Uiteindelijk zou ons doel moeten zijn om de schoonste, meest onderhoudbare code te schrijven die mogelijk is, zodat we de mogelijkheid hebben om te blijven werken met deze code terwijl we naar de toekomst gaan. Bovendien moeten we code op deze manier schrijven, zodat anderen die onze codebasis kunnen aanraken, een duidelijk beeld hebben van wat we proberen te doen en ook de best practices gebruiken in onze omgeving.

In deze zelfstudie heb ik een procedurele vorm van programmeren gebruikt voor alle code die via GitHub is gedeeld, gedemonstreerd en geleverd. Zoals eerder vermeld, is er niets inherends mis mee, maar ik denk dat het de moeite waard is om te zien hoe dit eruit ziet vanuit een objectgericht perspectief.

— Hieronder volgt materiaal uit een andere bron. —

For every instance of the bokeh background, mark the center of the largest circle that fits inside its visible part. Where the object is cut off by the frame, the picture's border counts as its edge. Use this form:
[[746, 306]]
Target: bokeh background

In de volgende tutorial gaan we kijken naar het refactoren van deze code in een objectgeoriënteerd paradigma dat ook WordPress Coding Standards gebruikt voor het verder documenteren van ons werk, en dat een duidelijke bestandsorganisatie gebruikt om ons schrijven zo schoon en duidelijk mogelijk te maken.

Onthoud dat je al mijn cursussen en tutorials op mijn profielpagina kunt vinden, en je kunt me volgen op mijn blog en / of Twitter op @tommcfarlin, waar ik het heb over softwareontwikkeling in de context van WordPress en geniet van het praten met anderen over hetzelfde onderwerpen (evenals andere dingen, ook).

Aarzel in de tussentijd niet om vragen of opmerkingen in de feed hieronder te laten en ik zal ernaar streven om op elk van hen te reageren.